Owens and her colleagues called upon a string of recent reports, including a National Sleep Foundation poll that revealed 59 percent of sixth through eighth graders and 87 percent of high school students were not getting the recommended 8.5 to 9.5 hours of sleep the night before school. Reasons for insufficient sleep throughout the week included homework, extracurricular activities, after-school jobs, and the use of electronic devices. Researchers warned that caffeine, naps, and extended sleep on the weekend are only temporary fixes and there is no substitute for the recommended amount of sleep on a school night.
An adolescent’s natural sleep cycle shifts up to two hours at the start of puberty, making it difficult to fall asleep before 11 p.m. The AAP recommends that all middle and high schools consider delaying the start of first period from 7:30 a.m. to 8:30 a.m., which would align with the biological sleep rhythm of adolescents. In hopes of encouraging healthier sleep habits among students, the AAP also suggests a curfew on electronic devices and that students, parents, educators, and athletic coaches learn about what biological and environmental factors contribute to sleep deprivation in adolescents.
“Chronic sleep loss in children and adolescents is one of the most common — and easily fixable — public health issues in the U.S. today,” Owens added. “The research is clear that adolescents who get enough sleep have a reduced risk of being overweight or suffering depression, are less likely to be involved in automobile accidents, and have better grades, higher standardized test scores and an overall better quality of life.
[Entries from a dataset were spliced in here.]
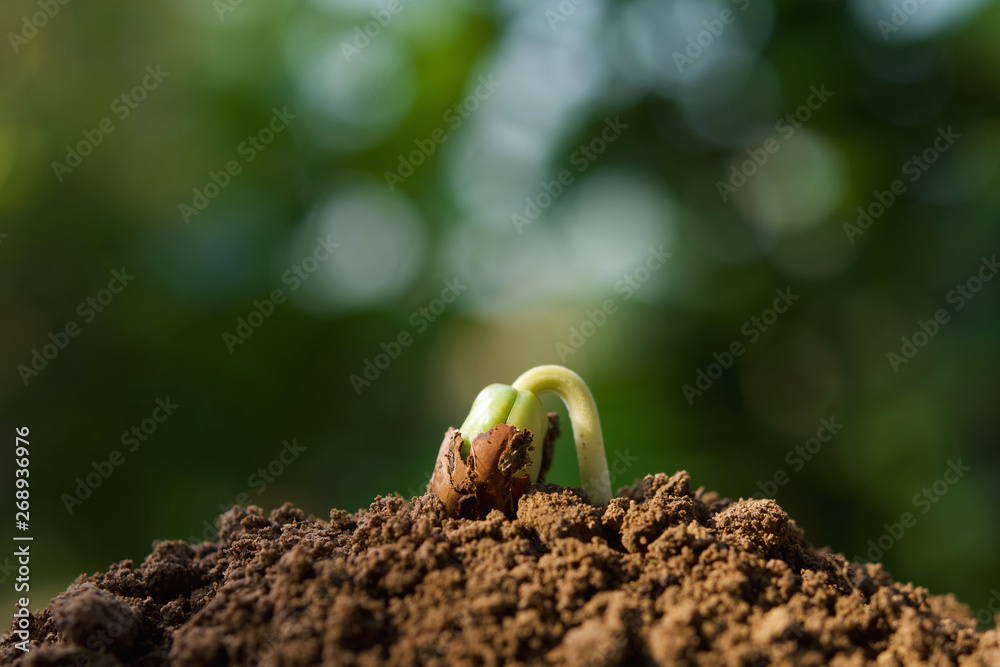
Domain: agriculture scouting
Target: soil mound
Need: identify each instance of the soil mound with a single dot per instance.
(663, 575)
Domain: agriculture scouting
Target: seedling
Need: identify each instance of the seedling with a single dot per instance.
(505, 444)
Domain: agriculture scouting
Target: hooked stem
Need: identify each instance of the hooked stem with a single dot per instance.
(573, 391)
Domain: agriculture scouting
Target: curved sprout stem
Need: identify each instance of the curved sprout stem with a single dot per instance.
(574, 392)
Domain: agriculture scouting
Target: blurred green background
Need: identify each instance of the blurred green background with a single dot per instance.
(644, 108)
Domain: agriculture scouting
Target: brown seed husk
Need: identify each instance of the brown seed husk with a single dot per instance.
(471, 487)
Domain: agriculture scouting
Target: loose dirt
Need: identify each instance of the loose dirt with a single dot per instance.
(664, 575)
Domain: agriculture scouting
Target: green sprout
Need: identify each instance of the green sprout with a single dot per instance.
(575, 393)
(486, 464)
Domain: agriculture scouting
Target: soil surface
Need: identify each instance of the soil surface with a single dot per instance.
(663, 575)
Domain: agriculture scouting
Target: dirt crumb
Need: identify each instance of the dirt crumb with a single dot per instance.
(663, 575)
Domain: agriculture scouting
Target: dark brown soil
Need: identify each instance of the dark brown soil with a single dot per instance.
(664, 575)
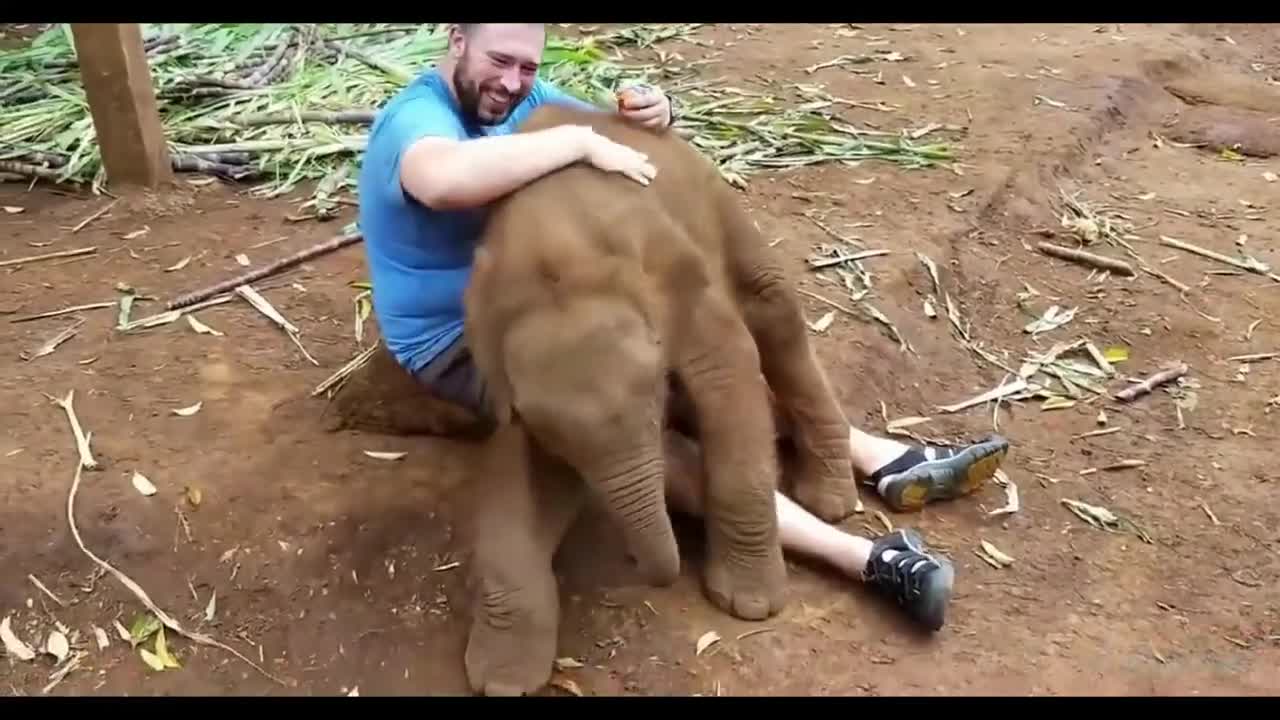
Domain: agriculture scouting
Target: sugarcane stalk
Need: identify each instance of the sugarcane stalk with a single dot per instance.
(252, 276)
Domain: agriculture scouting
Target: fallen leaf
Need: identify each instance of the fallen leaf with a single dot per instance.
(142, 484)
(14, 646)
(201, 327)
(567, 686)
(1116, 354)
(151, 660)
(163, 651)
(58, 646)
(993, 556)
(190, 410)
(144, 627)
(708, 639)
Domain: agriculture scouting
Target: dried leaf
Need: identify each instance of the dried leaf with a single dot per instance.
(823, 323)
(704, 642)
(100, 636)
(1116, 354)
(144, 627)
(993, 556)
(163, 651)
(1057, 402)
(14, 646)
(201, 327)
(190, 410)
(58, 646)
(151, 660)
(567, 686)
(142, 484)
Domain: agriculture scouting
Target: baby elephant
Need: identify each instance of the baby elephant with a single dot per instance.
(588, 291)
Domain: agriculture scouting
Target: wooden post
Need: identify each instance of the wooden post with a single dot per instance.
(122, 100)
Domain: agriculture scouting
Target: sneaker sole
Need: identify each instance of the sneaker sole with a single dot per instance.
(949, 478)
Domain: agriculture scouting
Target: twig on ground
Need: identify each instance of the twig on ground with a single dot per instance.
(36, 582)
(63, 311)
(252, 276)
(1086, 258)
(1249, 265)
(265, 308)
(48, 256)
(1132, 392)
(51, 343)
(200, 638)
(86, 455)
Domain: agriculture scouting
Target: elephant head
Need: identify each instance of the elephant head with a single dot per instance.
(588, 379)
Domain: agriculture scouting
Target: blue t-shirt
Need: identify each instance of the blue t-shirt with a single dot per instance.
(420, 259)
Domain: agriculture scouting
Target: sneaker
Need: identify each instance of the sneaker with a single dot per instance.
(918, 580)
(922, 475)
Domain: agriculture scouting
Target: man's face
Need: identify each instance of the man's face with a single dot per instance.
(497, 65)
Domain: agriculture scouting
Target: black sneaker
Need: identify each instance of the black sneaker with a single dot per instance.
(914, 578)
(922, 475)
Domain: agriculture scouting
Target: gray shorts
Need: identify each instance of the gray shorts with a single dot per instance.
(453, 377)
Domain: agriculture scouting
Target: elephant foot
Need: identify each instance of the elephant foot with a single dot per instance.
(831, 496)
(512, 647)
(748, 588)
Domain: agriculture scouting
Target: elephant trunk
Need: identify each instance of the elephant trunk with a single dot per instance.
(634, 495)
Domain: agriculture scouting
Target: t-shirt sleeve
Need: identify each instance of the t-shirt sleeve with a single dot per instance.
(403, 126)
(547, 92)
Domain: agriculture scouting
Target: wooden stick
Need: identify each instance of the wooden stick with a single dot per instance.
(48, 256)
(200, 638)
(246, 278)
(63, 311)
(1132, 392)
(1086, 258)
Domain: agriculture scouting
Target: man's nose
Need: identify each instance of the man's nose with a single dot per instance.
(511, 81)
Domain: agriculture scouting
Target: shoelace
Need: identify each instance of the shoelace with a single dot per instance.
(903, 573)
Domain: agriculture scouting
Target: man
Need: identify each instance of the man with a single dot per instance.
(444, 147)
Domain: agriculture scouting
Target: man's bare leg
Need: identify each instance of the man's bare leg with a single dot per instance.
(896, 563)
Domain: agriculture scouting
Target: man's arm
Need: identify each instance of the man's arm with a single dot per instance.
(449, 174)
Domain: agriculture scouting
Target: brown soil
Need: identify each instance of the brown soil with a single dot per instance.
(334, 566)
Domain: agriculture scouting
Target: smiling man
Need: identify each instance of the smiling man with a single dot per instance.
(446, 147)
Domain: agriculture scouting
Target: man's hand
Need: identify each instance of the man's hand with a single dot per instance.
(645, 105)
(612, 156)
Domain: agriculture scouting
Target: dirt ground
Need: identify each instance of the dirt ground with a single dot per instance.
(338, 570)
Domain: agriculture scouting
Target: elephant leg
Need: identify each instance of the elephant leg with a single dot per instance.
(819, 429)
(522, 507)
(720, 367)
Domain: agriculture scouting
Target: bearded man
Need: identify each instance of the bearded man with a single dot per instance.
(444, 147)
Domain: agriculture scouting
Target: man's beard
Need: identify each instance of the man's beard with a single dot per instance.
(470, 95)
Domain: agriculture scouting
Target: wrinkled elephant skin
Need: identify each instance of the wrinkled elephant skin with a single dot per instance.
(586, 292)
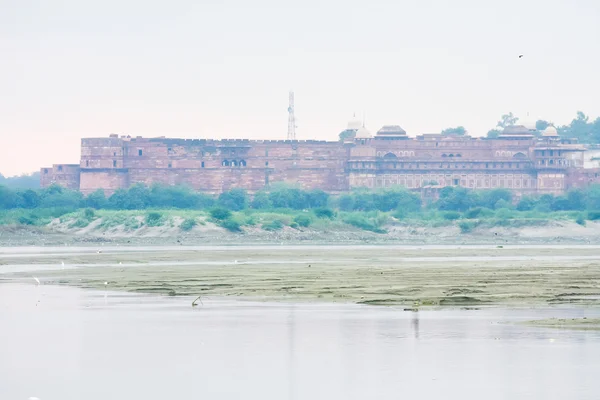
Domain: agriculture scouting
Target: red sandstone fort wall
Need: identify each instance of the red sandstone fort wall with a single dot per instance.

Studies have shown that delaying early school start times is one key factor that can help adolescents get the sleep they need to grow and learn.”
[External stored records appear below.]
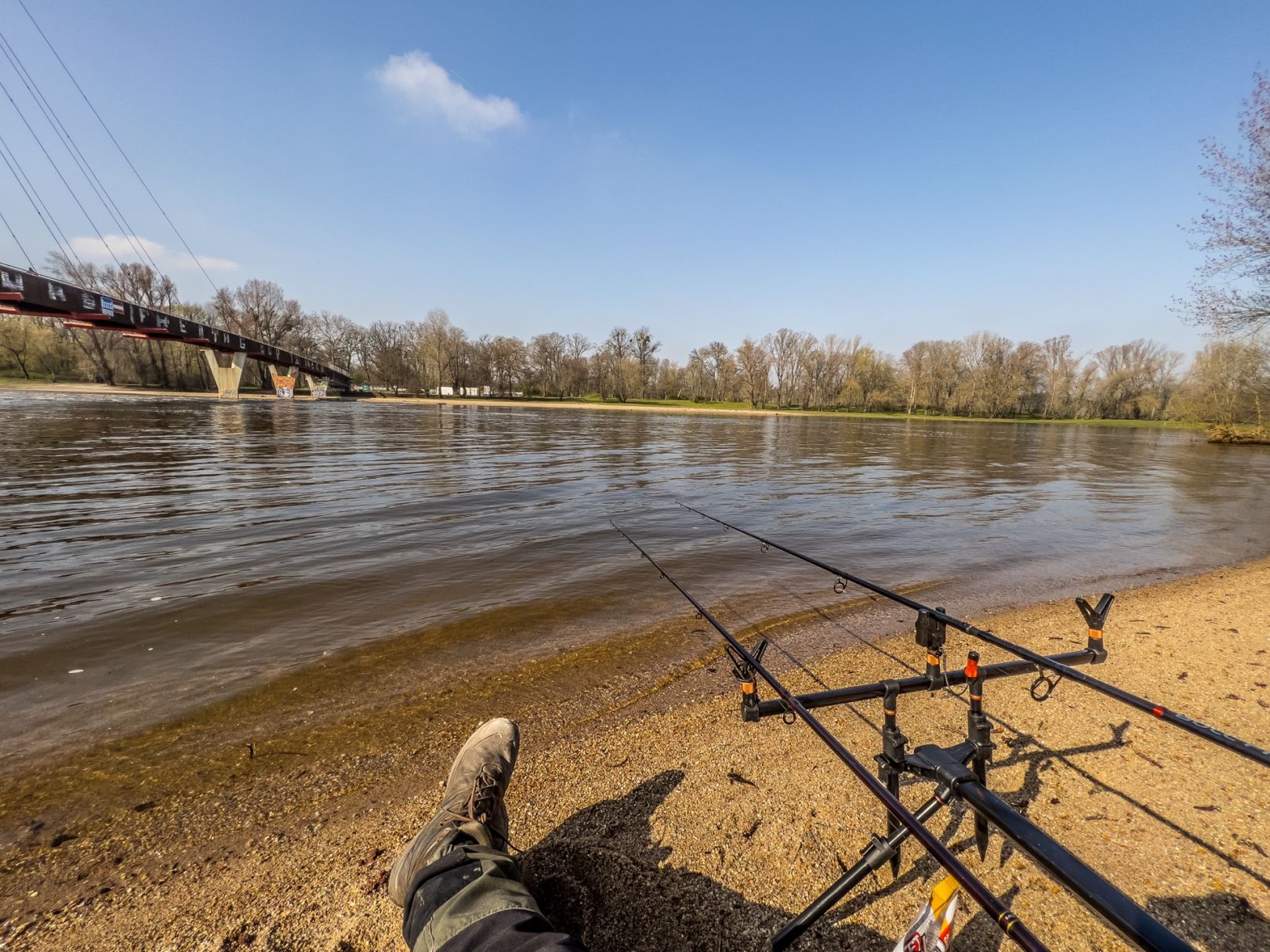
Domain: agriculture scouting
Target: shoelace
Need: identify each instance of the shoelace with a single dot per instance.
(484, 798)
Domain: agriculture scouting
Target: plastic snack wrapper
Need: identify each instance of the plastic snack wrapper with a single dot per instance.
(932, 929)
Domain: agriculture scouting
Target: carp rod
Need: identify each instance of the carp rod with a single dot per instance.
(1006, 921)
(940, 617)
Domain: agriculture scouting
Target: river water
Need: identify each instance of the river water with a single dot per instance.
(173, 551)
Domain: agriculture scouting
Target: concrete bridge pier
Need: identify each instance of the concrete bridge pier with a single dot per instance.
(286, 374)
(317, 386)
(227, 371)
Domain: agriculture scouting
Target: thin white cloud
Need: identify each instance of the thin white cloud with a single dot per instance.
(427, 88)
(125, 248)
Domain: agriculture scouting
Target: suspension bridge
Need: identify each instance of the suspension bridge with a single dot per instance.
(30, 295)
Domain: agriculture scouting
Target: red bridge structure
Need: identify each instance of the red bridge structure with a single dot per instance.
(26, 294)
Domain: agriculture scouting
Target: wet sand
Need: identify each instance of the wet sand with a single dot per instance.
(651, 816)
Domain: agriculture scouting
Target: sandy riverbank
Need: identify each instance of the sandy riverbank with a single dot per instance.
(655, 819)
(640, 407)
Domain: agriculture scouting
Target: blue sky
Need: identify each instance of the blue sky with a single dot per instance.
(713, 170)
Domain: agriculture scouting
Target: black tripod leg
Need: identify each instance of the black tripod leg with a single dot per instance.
(874, 856)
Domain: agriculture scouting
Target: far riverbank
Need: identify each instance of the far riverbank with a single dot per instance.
(672, 407)
(643, 798)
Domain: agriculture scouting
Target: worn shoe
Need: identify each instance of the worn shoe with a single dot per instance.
(471, 806)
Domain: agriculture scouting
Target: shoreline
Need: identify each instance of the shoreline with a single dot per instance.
(582, 404)
(187, 833)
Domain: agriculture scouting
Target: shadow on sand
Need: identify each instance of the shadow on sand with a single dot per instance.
(600, 878)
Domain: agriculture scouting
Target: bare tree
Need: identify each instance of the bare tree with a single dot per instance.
(755, 366)
(645, 360)
(1232, 291)
(1228, 382)
(18, 339)
(616, 364)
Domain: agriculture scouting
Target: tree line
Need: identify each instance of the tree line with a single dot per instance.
(981, 375)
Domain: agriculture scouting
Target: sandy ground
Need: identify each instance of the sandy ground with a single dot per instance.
(657, 819)
(9, 384)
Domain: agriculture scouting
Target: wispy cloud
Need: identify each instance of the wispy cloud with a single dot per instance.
(427, 88)
(125, 248)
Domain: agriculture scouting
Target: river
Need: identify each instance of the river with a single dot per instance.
(161, 552)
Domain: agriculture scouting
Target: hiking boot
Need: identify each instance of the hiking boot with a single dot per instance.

Students who fail to receive the recommended 8.5 to 9.5 hours of sleep on a school night run the risk of of physical and mental health complications such as lack of mental alertness, memory and cognitive impairment, stress, and poor academic performance. Evidence from recent studies have also revealed that insufficient sleep can increase a student’s risk of an automobile accident and that long-term side effects can include cardiovascular disease, obesity, high blood pressure, attention deficit hyperactivity disorder (ADHD), and even depression.